Kinda gets you right here, you know -- makes you proud, don't it, just?

Hey!  We can't heeeaaaaaaaaaaarrr you!  Sound off like you got a pair, punk!

* * * * *
Oh, and, there's hazing, God -- and we -- only know.  Just harmless pranks, off at camp, breaking down people like cheap shotguns, everywhichaway. Then, they all try to reassemble everyone again, in the right order, in the dark and blindfolded, trying to beat the record time, just like you do with broken-down weapons on the blanket before you, no spare parts leftover when you're done.
And, for the sheer hell of it -- hellish, to be sure -- let's chip in some tossing-around of that rank, and that privilege, order up a large party platter of cold cuts, hot rapes on the side.  Pitch in a few beatings, there:  We're gonna show 'em all who's the damn boss.  Hey!  You get your Private ass back here, Private, else it's all grass.  Don't you yet know what's going on here?  You do what you want with your heart -- but your ass is all mine!

* * * * *
Don't wander off, now.  We've still got killing civilians for pure sport,  guaranteed to make us all laugh.

Hey, what's the matter -- you don't wanna take a look at these fingers we took off 'em for our trophy case?  Got some good feet here, too, you know.  How 'bout some ears -- got a lot of those, still.  Maybe, still got some heads back there -- had quite a run on those for a spell. We can get you whatever you want, stuff from some kids, if you want -- mostly leftovers from when the drones were last fed.  Souvenir ropes, electrodes and wires, strips of rubber hoses, bits of this, chunks of that. Got some cool pics, nice vids  if you want. We can do you some custom jobs if you want, be worth more than you'd pay...
You got a U.S. Grant in your pocket, some more dead presidents, we can do business, right now, right away.  C'mon over here, man -- what turns your crank?  C'mon, what do you say?

* * * * *
Death may be the greatest of all human blessings. - Socrates

* * * * *
Soldier Boy
Oh my little soldier boy
I'll be true to you.
- The Shirelles
* * * * *
This is my weapon
this is my gun.
This one's for killing
and this one's for fun.
- Forced chant, close to 45* years ago, now;
Delta-2-2:  We cut no slack -- you mess with us, we break your back.

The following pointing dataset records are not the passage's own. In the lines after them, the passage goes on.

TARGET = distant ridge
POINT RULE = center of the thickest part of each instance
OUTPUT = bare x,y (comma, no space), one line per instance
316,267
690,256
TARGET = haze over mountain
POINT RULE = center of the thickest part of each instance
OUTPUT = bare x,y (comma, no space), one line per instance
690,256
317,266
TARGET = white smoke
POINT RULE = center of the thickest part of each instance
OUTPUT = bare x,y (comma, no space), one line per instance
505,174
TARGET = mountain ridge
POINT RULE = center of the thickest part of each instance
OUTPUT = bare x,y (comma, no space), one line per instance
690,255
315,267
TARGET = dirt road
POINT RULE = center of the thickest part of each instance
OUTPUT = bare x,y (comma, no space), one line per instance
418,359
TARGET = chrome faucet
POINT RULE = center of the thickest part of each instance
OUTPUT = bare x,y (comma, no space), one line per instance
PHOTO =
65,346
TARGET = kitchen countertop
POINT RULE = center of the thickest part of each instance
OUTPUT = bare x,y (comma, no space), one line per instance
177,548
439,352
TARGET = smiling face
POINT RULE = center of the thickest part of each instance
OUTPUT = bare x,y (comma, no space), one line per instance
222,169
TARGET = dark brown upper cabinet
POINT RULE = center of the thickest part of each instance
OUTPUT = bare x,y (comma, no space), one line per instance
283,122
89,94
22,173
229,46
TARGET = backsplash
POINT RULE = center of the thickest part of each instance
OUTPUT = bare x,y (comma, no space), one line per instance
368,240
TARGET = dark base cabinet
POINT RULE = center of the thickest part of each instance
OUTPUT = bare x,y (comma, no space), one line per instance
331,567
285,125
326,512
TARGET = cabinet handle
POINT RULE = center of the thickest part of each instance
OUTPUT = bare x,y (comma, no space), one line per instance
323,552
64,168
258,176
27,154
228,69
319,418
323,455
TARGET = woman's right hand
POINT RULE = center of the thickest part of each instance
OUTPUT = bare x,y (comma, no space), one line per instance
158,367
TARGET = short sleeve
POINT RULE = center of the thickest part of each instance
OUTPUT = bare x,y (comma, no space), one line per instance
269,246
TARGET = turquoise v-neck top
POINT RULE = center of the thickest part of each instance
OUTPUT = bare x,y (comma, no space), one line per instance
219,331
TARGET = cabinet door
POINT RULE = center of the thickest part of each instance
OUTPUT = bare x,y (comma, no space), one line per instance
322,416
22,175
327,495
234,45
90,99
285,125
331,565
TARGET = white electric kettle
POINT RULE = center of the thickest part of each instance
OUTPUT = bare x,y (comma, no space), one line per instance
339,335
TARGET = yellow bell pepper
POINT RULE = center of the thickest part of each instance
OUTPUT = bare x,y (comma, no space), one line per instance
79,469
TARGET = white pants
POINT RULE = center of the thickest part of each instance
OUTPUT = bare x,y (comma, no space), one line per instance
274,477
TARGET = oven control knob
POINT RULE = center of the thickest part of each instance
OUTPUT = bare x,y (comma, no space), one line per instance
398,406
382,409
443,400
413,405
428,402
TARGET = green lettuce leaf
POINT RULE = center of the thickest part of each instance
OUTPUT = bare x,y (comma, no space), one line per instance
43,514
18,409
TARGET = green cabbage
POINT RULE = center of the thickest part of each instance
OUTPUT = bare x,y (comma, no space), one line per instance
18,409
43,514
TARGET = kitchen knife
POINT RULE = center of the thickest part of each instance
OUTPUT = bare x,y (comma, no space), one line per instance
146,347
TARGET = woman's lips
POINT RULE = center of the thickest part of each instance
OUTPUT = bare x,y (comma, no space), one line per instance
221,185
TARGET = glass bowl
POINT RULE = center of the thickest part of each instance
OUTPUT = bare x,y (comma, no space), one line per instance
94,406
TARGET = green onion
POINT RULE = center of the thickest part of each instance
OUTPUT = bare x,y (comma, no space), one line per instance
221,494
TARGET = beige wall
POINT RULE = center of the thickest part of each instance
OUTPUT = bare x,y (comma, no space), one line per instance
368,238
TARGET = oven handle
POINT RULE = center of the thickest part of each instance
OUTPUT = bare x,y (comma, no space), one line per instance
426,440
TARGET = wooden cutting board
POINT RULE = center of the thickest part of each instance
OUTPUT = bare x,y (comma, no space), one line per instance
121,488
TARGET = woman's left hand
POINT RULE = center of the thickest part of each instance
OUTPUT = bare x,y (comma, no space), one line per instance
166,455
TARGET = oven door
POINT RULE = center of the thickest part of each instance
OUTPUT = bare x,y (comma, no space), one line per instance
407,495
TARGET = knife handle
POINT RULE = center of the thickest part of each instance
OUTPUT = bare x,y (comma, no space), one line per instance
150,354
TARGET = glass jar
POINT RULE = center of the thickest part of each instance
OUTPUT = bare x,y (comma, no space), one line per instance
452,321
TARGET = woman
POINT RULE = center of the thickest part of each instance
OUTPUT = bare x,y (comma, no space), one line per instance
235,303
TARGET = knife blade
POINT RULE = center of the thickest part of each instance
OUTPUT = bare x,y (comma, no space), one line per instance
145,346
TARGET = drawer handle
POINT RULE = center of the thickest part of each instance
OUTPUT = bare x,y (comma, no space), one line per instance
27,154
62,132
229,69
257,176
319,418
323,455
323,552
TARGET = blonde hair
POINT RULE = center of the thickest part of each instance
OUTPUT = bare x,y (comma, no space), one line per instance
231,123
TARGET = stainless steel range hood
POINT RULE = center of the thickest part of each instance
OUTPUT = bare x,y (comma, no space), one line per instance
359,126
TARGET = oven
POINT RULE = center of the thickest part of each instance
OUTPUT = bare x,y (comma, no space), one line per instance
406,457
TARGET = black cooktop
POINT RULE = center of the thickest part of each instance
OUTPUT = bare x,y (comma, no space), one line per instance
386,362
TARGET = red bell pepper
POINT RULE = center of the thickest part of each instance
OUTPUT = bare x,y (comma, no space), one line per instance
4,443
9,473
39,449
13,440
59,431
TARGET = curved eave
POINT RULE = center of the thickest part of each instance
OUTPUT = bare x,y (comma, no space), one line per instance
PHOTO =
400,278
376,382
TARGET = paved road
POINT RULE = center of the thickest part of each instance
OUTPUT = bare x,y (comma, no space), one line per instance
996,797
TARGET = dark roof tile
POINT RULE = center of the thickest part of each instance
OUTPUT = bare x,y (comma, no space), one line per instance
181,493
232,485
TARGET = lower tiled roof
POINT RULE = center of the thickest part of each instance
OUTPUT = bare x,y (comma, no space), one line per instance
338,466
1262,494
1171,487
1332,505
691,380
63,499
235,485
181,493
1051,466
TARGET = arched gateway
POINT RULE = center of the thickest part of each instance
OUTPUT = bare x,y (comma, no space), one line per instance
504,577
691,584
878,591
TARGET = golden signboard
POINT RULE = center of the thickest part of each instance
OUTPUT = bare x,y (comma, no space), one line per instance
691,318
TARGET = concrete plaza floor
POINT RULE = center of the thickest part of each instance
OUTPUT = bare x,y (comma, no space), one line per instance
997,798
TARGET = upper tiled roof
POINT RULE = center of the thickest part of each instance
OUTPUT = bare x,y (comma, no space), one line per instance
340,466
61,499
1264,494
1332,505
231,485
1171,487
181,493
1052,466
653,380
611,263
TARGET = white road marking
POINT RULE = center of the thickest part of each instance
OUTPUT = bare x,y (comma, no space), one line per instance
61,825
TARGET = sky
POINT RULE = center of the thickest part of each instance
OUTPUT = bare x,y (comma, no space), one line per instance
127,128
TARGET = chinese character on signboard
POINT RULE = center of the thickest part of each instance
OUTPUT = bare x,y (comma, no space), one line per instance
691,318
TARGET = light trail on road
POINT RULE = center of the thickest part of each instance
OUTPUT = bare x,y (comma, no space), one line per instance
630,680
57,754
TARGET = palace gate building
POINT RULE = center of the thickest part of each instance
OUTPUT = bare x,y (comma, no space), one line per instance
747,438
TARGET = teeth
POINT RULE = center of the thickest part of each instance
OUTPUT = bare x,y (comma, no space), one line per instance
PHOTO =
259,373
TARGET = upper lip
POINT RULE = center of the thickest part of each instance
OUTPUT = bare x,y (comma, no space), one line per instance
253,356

* Beat Kubrick by a generation-and-change, except that there was no change.
* * * * *
In the end, of course, we are all dead. No one gets out alive. Life causes death, don't you know -- it was in all the 'papers.  The only trick you get slack on, is what you decide to do while you're here, how you choose how to act and to be, no matter what kind of crap comes shooting on down.
Killing and killing and killing may not be the best way to be or to go.  Up to you. Always is.
* * * * *
Geez, man -- lighten up, right?  OK, here you, go -- catch:  Death is caused by swallowing whole too much B-S, over and over, and over too extended a period of time.  There you go.